Les députés Jean Leonetti (UMP) et Alain Claeys (PS) ont remis ce matin leur rapport sur la fin de vie au président de la République. Peu de surprises : la plupart des mesures avaient fuité dans la presse. Le contenu du rapport se veut consensuel et dans « un esprit de rassemblement ». Ni suicide assisté ni euthanasie, mais un nouveau « droit des malades » : celui de mourir dans la dignité et l’absence de douleur.
Le souhait devient une volonté contraignante
Désormais, les patients pourront exiger des médecins l’arrêt des soins et la sédation « profonde et continue jusqu’au décès ». « Il s’agit ici d’une volonté et non d’un souhait », a expliqué Jean Leonetti au cours de la conférence de presse. Les médecins auront l’obligation légale de s’exécuter – alors que jusqu’ici, ils étaient les seuls aptes à prendre cette décision. La demande pourra être faite par des patients « atteints d’une infection incurable en phase terminale, lorsque la souffrance est réfractaire au traitement ». Les personnes en état végétatif et pauci-relationnel, maintenues artificiellement en vie, sont également concernées.
De plus, les « directives anticipées » - sorte de testament écrit par les patients, qui permet d’exprimer son opposition à l’écharnement thérapeutique - auront un caractère contraignant. Jusqu’ici, elles étaient simplement indicatives. Si le patient n’est pas en mesure de s’exprimer, c’est à elles qu’il faudra se référer. Elles figureront sur la carte Vitale, « mais seront révocables à tout moment », a insisté le député Alain Claeys. Ainsi, il sera toujours possible de changer d’avis au cours de sa vie.
En l’absence de directives anticipées, la décision d’arrêter les soins et de sédater un patient se prendra en collégialité avec la famille et le corps médical. Le CCNE avait préconisé une révision de la procédure collégiale, avec la mise en place d’une médiation en cas de désaccord, comme sur le cas Vincent Lambert. Aucune mention n’est faite à cette médiation dans le texte. « Chacun sait que tout le droit n’est pas dans la loi, et que toute la vie n’est pas dans le droit », a souligné Jean Leonetti, qui estime que ces situations restent marginales.

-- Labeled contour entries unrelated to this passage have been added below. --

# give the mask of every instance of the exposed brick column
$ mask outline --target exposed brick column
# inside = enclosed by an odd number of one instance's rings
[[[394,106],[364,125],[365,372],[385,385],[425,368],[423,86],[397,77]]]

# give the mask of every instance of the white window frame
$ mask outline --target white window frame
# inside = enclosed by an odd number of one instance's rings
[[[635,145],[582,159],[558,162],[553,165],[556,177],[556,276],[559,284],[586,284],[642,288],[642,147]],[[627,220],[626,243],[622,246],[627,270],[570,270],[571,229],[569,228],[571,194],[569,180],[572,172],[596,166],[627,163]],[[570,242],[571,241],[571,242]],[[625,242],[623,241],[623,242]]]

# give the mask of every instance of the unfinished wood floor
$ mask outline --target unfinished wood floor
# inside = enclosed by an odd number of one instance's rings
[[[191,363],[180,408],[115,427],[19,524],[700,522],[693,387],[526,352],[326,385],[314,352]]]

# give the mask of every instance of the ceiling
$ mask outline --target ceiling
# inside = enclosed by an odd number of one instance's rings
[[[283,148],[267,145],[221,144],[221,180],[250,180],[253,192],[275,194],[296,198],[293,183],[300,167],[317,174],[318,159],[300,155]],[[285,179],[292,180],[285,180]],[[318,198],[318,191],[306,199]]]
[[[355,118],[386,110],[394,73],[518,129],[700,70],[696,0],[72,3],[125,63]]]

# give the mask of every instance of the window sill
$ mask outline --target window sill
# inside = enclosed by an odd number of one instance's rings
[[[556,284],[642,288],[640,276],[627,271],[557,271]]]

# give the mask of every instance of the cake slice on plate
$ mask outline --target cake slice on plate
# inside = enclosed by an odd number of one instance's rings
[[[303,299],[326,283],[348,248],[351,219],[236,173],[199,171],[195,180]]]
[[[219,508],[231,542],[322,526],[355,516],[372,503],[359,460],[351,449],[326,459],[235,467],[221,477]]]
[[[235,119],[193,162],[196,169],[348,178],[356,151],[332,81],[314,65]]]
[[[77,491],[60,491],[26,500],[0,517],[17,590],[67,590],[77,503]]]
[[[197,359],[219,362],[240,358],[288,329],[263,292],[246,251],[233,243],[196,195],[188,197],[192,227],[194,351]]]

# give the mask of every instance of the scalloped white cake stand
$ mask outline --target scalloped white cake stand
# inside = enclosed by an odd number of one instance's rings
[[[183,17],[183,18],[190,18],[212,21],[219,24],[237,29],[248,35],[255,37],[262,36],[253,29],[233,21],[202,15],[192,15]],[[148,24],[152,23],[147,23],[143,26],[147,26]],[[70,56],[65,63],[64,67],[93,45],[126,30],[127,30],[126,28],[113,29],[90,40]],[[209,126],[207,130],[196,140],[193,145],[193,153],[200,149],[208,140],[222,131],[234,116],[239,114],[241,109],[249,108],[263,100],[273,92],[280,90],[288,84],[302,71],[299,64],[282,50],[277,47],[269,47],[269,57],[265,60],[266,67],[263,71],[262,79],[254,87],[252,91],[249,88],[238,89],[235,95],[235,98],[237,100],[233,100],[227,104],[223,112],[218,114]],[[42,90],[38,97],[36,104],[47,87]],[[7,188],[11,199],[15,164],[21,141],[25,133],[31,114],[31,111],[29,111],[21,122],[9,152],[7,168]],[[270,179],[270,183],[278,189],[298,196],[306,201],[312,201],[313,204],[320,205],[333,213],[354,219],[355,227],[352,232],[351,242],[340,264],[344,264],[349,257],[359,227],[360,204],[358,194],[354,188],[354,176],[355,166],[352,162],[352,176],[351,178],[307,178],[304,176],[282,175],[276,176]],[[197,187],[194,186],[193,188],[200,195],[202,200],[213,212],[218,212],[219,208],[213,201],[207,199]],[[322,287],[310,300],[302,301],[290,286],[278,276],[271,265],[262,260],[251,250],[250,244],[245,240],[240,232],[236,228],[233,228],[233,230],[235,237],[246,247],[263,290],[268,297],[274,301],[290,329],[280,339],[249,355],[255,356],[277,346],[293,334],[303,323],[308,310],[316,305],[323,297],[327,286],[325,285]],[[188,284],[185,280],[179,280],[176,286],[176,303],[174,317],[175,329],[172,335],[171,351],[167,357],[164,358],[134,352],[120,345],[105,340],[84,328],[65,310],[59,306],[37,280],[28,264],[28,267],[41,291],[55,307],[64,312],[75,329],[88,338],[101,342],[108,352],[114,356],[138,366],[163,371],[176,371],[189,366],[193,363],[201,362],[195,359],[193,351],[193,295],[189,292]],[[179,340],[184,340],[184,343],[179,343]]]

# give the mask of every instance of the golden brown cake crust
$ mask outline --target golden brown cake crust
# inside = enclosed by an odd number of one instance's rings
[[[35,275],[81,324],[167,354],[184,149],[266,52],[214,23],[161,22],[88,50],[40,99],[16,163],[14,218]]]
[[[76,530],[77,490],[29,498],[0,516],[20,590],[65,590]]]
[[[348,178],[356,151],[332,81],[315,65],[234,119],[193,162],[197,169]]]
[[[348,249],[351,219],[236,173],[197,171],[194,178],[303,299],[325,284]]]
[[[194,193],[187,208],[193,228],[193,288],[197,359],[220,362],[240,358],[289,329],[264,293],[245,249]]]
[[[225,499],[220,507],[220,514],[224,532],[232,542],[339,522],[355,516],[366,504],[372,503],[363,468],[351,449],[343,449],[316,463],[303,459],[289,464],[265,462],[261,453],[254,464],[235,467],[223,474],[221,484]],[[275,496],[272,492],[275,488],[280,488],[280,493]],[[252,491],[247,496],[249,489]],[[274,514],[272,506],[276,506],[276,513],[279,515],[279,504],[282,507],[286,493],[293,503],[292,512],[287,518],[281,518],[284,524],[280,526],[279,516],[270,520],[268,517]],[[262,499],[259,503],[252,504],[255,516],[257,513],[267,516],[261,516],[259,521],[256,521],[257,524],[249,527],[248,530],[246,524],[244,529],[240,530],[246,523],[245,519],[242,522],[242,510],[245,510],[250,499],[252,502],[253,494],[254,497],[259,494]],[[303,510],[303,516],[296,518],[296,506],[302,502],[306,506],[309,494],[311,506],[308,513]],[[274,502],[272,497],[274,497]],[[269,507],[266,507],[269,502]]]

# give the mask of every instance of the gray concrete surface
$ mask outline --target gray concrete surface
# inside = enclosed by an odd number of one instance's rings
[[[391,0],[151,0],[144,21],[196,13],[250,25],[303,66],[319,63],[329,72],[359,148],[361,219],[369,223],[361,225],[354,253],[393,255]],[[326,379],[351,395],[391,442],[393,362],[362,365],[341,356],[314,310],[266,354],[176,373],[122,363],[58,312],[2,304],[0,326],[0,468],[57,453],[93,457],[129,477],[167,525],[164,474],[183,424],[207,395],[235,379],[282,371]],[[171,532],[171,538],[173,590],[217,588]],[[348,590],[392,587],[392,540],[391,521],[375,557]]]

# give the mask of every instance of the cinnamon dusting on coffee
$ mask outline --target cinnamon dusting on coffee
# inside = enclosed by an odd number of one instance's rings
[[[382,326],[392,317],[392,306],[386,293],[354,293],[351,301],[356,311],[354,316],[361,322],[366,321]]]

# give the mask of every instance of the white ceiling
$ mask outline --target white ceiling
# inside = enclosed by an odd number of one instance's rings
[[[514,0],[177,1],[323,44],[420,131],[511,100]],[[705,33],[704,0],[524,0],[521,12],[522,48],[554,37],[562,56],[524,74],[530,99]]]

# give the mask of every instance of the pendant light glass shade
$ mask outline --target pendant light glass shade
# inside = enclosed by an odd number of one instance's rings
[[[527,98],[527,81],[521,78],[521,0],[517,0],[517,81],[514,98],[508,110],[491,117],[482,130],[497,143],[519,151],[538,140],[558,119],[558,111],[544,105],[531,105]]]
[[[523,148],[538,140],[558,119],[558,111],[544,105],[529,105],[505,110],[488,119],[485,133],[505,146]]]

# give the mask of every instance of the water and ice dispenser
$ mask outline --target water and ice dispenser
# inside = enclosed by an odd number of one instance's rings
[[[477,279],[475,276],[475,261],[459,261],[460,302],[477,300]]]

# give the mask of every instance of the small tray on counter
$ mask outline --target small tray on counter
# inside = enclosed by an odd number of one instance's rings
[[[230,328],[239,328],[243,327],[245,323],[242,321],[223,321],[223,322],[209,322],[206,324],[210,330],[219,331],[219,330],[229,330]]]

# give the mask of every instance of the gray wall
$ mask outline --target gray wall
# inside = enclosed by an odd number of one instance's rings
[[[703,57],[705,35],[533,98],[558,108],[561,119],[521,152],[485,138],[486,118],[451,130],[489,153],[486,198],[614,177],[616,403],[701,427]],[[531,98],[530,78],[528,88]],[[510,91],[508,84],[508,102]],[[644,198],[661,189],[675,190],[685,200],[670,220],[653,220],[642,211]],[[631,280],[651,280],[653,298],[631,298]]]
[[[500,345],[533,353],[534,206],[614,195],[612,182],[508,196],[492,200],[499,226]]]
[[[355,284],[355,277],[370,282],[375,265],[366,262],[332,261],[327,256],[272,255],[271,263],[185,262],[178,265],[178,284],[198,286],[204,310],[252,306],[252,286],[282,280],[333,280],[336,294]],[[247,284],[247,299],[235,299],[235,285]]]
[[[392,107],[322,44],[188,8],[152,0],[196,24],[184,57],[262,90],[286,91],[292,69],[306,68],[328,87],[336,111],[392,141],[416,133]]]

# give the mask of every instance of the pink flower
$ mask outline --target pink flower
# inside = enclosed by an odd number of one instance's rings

Une formation obligatoire dès septembre
Enfin, les députés ont pointé l’existence d’une grande « inégalité territoriale, et selon les établissements », d’accès aux soins palliatifs. Pour que ce droit soit effectif partout, et notamment dans les EHPAD (maisons de retraites médicalisées) et au domicile des patients, le texte prévoit de créer une formation spécifique à l’accompagnement de fin de vie. Elle sera obligatoire dès la prochaine rentrée universitaire pour tous les étudiants en médecine ainsi que pour tous les diplômes d’Etat en Santé.
« Ces avancées sont majeures car elles correspondent à un changement de culture », a commenté Jean Leonetti. « Jusqu’ici, on considérait que la loi sur la fin de vie était faite pour les médecins. Celle-ci a été créée pour les patients », a complété Alain Claeys. Pour autant, les députés se refusent de parler d’euthanasie. « L’euthanasie est un acte violent qui consiste à donner la mort, a expliqué Jean Leonetti. Le but de la sédation n’est pas de tuer, mais de soulager, même si l’on sait que les doses administrées et l’arrêt des soins mèneront au décès. De plus, en cas d’euthanasie, on n’administre pas les mêmes substances qu’en cas de sédation. Et le rapport au patient n’est pas le même ».
François Hollande a montré sa volonté d’accélerer le calendrier, pour éviter, probablement, que le débat ne s’enlise. Ainsi, l’examen parlementaire commencera dès le mois prochain à l’Assemblée nationale « sur la base d'une déclaration du gouvernement ». Et si le président a tout fait pour éviter que ce nouveau texte ne clive la société, il sait que l’exercice risque d’être périlleux. Des députés ont déjà promis de déposer des amendements.